Ketua NPCI Kota Bandung, Yadi Sopiyan, menegaskan bahwa fokus utama rapat pleno kali ini adalah merumuskan langkah-langkah teknis pembentukan kontingen. Menurutnya, NPCI Kota Bandung akan segera memulai tahapan seleksi atlet sebelum memasuki fase Pemusatan Latihan Cabang (Pelatcab).
”Target kita mulai Pelatcab di bulan Juni mendatang hingga hari H pelaksanaan. Kami menggunakan sistem promosi dan degradasi. Jadi, meskipun atlet sudah masuk di bulan Juni, posisi mereka belum otomatis aman hingga pertandingan jika ada bibit baru yang lebih potensial,” ujar Yadi Sopiyan di sela-sela kegiatan.
Terkait kuota, Yadi menjelaskan adanya penyesuaian signifikan pada jumlah kontingen. Mengingat absennya disabilitas rungu wicara pada Peparda kali ini, NPCI Kota Bandung melakukan penambahan sekitar 100 atlet baru untuk memenuhi kuota ideal.
Total Atlet Pelatcab: Diproyeksikan menampung sekitar 250 atlet.
Komposisi: Penyesuaian dilakukan pasca perubahan regulasi mengenai cabang olahraga yang dipertandingkan.
Meski mengusung misi besar sebagai juara umum, Yadi tidak menampik adanya tantangan besar dari sisi finansial. Ia membandingkan anggaran pembinaan Kota Bandung yang saat ini masih tertinggal jauh jika dibandingkan dengan kompetitor terdekat seperti Kabupaten Bogor.
”Anggaran kita saat ini sangat minim, bahkan bisa dikatakan tertinggal tiga kali lipat dibanding Bogor. Hal ini berdampak pada durasi Pelatcab yang semula diagendakan 10 bulan, kini kemungkinan hanya bisa berjalan 4 hingga 5 bulan. Namun, kami berharap melalui mekanisme Anggaran Biaya Tambahan (ABT), program Training Center (TC) bisa terealisasi lebih optimal,” jelasnya.
Senada dengan Ketua, Sekretaris NPCI Kota Bandung, Djumono, menjelaskan bahwa rapat ini menjadi wadah serap aspirasi antara pengurus inti dengan para pelatih dari seluruh cabang olahraga (cabor).
”Kami ingin kebijakan yang diambil pengurus sejalan dengan kebutuhan di lapangan. Para koordinator cabor dan pelatih memberikan masukan terkait prediksi medali hingga kendala teknis yang dihadapi. Ini penting agar program kerja umum untuk pemenangan Peparda VII benar-benar terukur,” kata Djumono.
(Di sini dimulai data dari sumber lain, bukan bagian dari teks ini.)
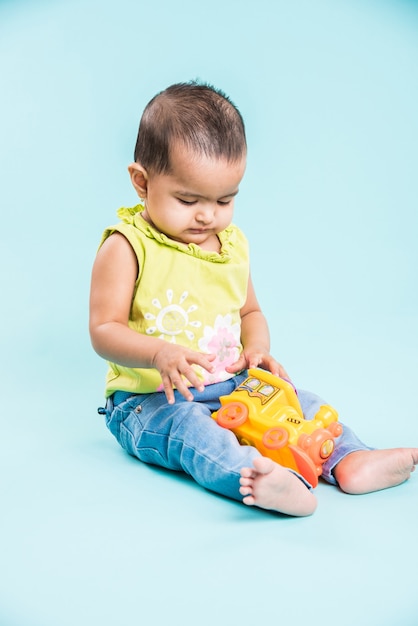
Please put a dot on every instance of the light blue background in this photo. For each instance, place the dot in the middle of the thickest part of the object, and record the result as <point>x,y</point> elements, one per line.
<point>329,92</point>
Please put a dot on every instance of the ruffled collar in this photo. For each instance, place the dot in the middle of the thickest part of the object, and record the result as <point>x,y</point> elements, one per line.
<point>133,216</point>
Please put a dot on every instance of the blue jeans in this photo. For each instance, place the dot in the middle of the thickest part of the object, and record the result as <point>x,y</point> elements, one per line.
<point>184,437</point>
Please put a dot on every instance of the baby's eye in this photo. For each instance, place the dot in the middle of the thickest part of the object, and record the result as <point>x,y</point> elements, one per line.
<point>186,202</point>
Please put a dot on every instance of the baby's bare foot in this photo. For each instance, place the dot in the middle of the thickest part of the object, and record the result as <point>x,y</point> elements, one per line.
<point>365,471</point>
<point>271,486</point>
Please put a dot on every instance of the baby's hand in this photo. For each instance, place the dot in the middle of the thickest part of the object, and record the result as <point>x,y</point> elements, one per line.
<point>175,366</point>
<point>257,358</point>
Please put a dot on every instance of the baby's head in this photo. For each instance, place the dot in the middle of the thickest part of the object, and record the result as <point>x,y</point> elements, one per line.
<point>194,116</point>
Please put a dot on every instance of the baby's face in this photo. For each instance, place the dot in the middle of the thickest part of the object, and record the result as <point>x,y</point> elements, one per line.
<point>195,201</point>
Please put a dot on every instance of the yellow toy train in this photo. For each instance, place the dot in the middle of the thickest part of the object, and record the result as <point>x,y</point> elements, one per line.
<point>264,412</point>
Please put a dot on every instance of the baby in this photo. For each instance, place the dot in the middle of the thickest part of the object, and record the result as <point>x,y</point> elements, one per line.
<point>174,311</point>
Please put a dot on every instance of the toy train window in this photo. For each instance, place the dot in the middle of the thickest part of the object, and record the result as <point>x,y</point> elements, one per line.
<point>257,388</point>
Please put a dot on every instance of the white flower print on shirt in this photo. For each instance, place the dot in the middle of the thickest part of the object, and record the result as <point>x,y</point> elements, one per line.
<point>172,319</point>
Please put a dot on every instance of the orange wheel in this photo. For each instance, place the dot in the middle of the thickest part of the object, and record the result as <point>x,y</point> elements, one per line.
<point>275,438</point>
<point>232,415</point>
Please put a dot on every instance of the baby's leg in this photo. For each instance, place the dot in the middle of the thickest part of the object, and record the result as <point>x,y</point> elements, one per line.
<point>364,471</point>
<point>271,486</point>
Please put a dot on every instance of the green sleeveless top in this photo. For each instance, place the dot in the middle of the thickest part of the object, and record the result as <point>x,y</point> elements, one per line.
<point>184,295</point>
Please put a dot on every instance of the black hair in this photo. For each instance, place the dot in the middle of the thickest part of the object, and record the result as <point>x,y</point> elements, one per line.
<point>196,115</point>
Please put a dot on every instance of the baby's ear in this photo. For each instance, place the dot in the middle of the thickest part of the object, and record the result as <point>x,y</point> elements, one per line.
<point>139,179</point>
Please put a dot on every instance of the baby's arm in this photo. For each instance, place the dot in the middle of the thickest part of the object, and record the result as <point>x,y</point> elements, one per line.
<point>113,280</point>
<point>255,338</point>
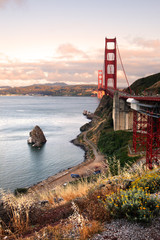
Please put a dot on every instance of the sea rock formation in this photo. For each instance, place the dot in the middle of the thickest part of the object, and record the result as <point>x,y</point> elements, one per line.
<point>37,138</point>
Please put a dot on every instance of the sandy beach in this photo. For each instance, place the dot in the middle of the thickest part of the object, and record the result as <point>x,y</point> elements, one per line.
<point>86,168</point>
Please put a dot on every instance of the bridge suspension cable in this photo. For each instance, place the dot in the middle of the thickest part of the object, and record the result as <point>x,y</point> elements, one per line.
<point>123,69</point>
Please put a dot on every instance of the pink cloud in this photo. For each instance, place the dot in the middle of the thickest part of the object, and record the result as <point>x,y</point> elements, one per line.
<point>5,2</point>
<point>138,62</point>
<point>69,51</point>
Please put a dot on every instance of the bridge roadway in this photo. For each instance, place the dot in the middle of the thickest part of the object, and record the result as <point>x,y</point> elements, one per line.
<point>125,95</point>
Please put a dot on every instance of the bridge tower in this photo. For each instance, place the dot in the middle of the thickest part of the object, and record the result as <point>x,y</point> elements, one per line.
<point>100,84</point>
<point>110,62</point>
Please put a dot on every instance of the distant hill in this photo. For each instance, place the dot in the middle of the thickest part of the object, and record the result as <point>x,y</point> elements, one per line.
<point>5,87</point>
<point>53,84</point>
<point>150,84</point>
<point>55,89</point>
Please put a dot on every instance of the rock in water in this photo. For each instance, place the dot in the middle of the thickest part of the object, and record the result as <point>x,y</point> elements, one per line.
<point>37,138</point>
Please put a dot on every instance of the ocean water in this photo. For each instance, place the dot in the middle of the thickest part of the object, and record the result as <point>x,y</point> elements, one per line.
<point>60,119</point>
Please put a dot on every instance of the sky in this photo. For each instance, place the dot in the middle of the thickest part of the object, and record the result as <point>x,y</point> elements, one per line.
<point>47,41</point>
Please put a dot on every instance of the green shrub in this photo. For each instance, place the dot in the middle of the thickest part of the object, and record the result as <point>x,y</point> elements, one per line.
<point>149,182</point>
<point>134,204</point>
<point>18,191</point>
<point>115,145</point>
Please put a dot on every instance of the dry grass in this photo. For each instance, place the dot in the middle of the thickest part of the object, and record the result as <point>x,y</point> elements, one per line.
<point>88,213</point>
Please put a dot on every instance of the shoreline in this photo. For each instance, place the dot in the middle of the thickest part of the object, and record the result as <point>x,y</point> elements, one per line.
<point>84,169</point>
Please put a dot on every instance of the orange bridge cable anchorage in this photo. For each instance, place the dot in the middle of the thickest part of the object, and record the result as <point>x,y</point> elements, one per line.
<point>123,69</point>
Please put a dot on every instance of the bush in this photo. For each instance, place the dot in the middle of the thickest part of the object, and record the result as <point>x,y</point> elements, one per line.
<point>20,191</point>
<point>149,182</point>
<point>134,204</point>
<point>115,146</point>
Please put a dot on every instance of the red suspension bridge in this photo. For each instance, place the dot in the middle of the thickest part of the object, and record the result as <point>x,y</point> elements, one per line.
<point>145,109</point>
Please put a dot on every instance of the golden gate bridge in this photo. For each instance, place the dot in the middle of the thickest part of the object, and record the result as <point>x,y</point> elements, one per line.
<point>146,109</point>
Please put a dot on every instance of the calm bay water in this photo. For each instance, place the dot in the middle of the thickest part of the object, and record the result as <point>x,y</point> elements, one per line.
<point>60,119</point>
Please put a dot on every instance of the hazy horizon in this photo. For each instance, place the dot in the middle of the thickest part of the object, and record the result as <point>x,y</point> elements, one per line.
<point>56,41</point>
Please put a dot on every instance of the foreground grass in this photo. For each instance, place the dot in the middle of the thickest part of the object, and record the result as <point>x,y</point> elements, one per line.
<point>78,210</point>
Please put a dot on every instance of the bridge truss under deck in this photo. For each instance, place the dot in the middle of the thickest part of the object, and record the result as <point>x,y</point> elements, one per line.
<point>146,135</point>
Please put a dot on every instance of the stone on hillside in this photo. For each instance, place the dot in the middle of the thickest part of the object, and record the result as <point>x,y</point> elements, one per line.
<point>37,138</point>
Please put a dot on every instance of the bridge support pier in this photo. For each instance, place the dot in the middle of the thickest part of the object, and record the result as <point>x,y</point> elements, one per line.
<point>122,115</point>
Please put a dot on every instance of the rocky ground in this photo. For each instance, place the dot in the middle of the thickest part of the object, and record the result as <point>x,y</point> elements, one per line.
<point>121,229</point>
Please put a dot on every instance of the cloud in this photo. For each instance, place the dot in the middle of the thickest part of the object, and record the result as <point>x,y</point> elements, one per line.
<point>73,66</point>
<point>5,2</point>
<point>69,51</point>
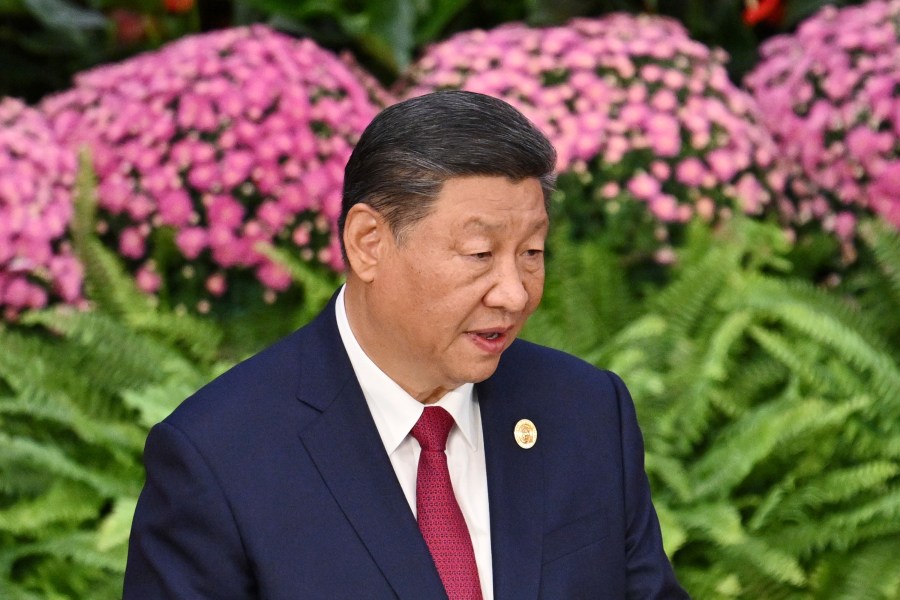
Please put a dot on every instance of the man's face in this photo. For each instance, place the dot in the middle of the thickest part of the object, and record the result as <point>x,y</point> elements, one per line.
<point>453,294</point>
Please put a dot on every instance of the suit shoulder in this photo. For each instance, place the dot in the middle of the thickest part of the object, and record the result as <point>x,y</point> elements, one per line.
<point>254,385</point>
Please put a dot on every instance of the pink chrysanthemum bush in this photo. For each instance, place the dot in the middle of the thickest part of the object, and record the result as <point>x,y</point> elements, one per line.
<point>37,177</point>
<point>644,118</point>
<point>212,148</point>
<point>829,93</point>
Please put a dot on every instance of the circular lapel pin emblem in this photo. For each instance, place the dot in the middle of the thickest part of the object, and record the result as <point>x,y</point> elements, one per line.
<point>525,433</point>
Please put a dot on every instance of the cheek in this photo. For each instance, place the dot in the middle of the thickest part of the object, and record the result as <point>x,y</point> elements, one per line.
<point>534,285</point>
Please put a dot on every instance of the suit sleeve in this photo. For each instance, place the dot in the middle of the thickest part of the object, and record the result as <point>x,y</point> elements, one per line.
<point>648,570</point>
<point>184,540</point>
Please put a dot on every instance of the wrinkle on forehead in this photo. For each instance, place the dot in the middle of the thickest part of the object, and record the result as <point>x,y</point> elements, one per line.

Acara yang berlangsung dari pagi hingga sore hari ini dihadiri oleh koordinator cabor, pelatih, serta perwakilan tujuh bidang di NPCI Kota Bandung. Kegiatan ini dibuka secara resmi oleh perwakilan Dispora Kota Bandung, yang dalam hal ini diwakili oleh Kabid Pembinaan Olahraga, Asep, mewakili Kadispora yang berhalangan hadir.
Berdasarkan jadwal, selain pembahasan internal, rapat pleno ini juga diisi dengan materi sosialisasi mengenai Tugas Pokok dan Fungsi Kejaksaan Negeri (Kejari) Kota Bandung dalam pendampingan organisasi olahraga agar tetap berjalan sesuai koridor hukum yang berlaku.